The Magic is an AT Boot- there is zero flex in the forefoot and is made for locked down alpine skiing. I wasn't clear about which you were looking for, but there isn't a system that pulls double duty (that I'm aware of). If you're looking for a tele boot or an AT, try telemark-pyranees.com or ebay. Locally, try the Wilderness Exchange in Denver or the Sports Recycler in Boulder. Otherwise, you have ebay, Craigslist, the teletips.com swap or the Gear Swap on Powderbuzz.

Good luck


----------



## sj (Aug 13, 2004)

Hilde. Flaco is right. If you are however looking for Tele gear hit me with a pm using the buzz function. And I will see if i can hook you up. Steve ps that is if you will take help from a motor boater


----------



## hilde (Jan 6, 2006)

*I'll take all the help I can get motor or not!*

Here's my scenario:
I grew up skiing and then did some tele skiing until my knees gave out. I still have a pair of Excalibur Magnums 181 I think, BD 3 pin bindings/no cables and a first-ish generation T1-men's too big and too stiff for me. For the last 14 years I have been boarding and always looking at the skiers with envy and regret. My knees are better cuz I gave them a break and I want to get on skis again. I will use whatever I get probably 90% resort since I have the old Tuas so I want something that is workable for hard pack and speed.
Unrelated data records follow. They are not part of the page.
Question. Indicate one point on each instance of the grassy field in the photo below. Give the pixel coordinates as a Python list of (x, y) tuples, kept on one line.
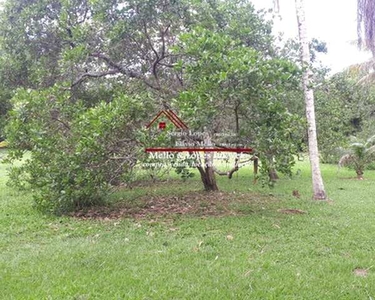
[(257, 252)]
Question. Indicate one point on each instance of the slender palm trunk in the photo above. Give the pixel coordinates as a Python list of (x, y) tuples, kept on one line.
[(317, 181)]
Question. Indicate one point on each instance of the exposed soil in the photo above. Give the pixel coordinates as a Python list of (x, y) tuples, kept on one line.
[(193, 203)]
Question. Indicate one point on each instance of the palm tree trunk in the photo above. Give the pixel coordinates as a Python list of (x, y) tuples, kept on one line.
[(317, 181)]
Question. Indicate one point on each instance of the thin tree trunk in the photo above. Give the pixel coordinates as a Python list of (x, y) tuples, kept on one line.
[(207, 171), (317, 181)]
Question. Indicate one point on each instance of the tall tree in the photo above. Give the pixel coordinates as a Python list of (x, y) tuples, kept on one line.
[(366, 24), (317, 180)]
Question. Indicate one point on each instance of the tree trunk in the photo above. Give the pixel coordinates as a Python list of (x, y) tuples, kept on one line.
[(208, 179), (207, 171), (359, 174), (317, 181), (273, 174)]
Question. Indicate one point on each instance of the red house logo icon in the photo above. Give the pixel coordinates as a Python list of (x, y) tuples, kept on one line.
[(171, 116)]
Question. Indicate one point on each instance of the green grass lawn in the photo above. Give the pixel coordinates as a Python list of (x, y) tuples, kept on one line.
[(258, 254)]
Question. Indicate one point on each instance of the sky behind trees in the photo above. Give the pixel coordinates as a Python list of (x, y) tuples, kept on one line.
[(332, 21)]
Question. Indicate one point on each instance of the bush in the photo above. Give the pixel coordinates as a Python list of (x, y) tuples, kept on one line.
[(77, 153)]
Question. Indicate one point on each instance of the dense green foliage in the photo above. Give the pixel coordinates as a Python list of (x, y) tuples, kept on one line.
[(76, 153), (219, 69), (359, 155)]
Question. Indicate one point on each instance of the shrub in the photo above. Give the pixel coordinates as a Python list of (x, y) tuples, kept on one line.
[(77, 153)]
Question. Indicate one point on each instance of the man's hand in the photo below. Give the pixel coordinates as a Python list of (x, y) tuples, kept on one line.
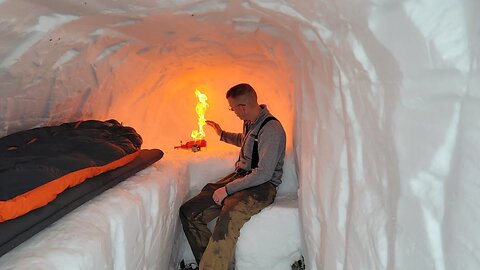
[(216, 126), (219, 195)]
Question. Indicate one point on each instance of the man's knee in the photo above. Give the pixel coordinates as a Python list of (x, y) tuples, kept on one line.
[(185, 211)]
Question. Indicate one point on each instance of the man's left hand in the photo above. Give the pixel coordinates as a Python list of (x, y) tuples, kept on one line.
[(219, 195)]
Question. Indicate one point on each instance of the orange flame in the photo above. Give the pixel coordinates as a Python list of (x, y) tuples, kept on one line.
[(201, 107)]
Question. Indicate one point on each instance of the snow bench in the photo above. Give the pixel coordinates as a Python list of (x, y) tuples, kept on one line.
[(269, 240), (135, 224)]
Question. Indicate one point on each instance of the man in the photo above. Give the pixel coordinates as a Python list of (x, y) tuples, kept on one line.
[(243, 193)]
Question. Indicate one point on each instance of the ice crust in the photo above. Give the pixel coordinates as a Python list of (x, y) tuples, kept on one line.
[(380, 101)]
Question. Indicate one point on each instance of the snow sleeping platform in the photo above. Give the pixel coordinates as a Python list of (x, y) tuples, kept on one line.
[(135, 224)]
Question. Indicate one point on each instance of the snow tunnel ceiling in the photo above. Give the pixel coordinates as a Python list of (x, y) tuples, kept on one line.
[(140, 63)]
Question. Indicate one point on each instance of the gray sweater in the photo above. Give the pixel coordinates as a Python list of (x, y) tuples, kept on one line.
[(271, 152)]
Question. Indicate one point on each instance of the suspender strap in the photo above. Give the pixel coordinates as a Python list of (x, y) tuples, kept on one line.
[(255, 143)]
My last regular skis were 200's-staraight cut so that will date me for you and let you know where I am coming from in terms of technique.
I found the Magic boots for really cheap and being a boatman, didn't want to pass up a deal even though I know nothing about AT skiing. So, sure, let me know what you have; at this point I am pretty up to try anything that comes in twos. I did always like the feeling of having the ski free at the heel so that is making me a little leery of committing to the AT-even with the great deal. Also the AT bindings are ridiculously expensive.
I am new here so don't know how to do the PM thing so send me an email
hilde at internet49 dot com
We just got through some sweet flooding so I haven't even been skiing this season-it rained up until last week but now we are at 100% with one storm. The boating has been unreal though so I am not too jonesing for boarding.
For that matter, does anyone want to trade a pair of women's Magic, used 4 times for some equivalent tele stuff???
thanks steve
hilde


----------